Electronification: The End of Sales as We Know It?

May 29, 2018

MiFID II came into effect on January 3, 2018, and we are already starting to see some short-term effects. For instance, although bank-to-client communication remains predominantly voice-driven, we’ve seen electronification of many of the internal processes – especially those that connect the sales and trading desks.

This is similar to what happened after MiFID I, when sales desks in, say, London continued to shout orders at regional desks in continental Europe while also sending the order electronically. These parallel processes eventually diverged into electronic-only, and we’ll see the same thing with MiFID II as sales and traders start trusting electronic forms and seeing the efficiencies.
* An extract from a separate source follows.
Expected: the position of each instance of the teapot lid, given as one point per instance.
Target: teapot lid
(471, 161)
Longer term, there’s an interesting story being played out around the sales organization. Many of our clients have been working to set up sales desks that are able to sell multiple asset classes. I believe that this will reshape sales into a purer form of sales and relationship role. A role with focus on the customer and less trading oriented.

However, there’s an opposite trend because MiFID II prohibits firms from selling research and execution services together. If a salesperson gives advice on a trade because they know where the liquidity is, for example, that could be considered research, so it has to be charged for.

So there are two opposing developments – one is that you need senior people who can sell, but equally, they have to be careful how they sell because they can’t sell research. I’m keen to see how these two trends play out.

But for now, electronification driven by MiFID II has mainly changed the way banks work internally. As an example, a client calls and asks to trade some product. Before, the salesperson would shout to one or multiple traders to ask for a price, each trader would type the information into a system or Excel spreadsheet and respond with their price, and sales would communicate that back to the client.

Today, instead of shouting it out, sales will input that order into the system and it will be routed to the relevant trading desks who will price their part of the product (for example, spot, forward rate, volatility, etc.). The benefit for the trading desks is that they only need to price the product, not enter it into the system. It’s faster for trading to price it and do the trade. But, while the total round trip of the trade might be faster, the initial step at the sales desk may is slower – for now.

Also, if you automate more processes and clients do more themselves online, that will also reduce the role of sales. For standardized products, clients will ultimately be interacting directly with the trading desk, cutting sales out of the process. That’s already happening today, and this workflow will continue to be adopted for more asset classes and products, including bespoke OTC derivatives.

So MiFID II’s long-term impact may affect sales much more than it does trading. Could the sales organization eventually disappear? What do you think?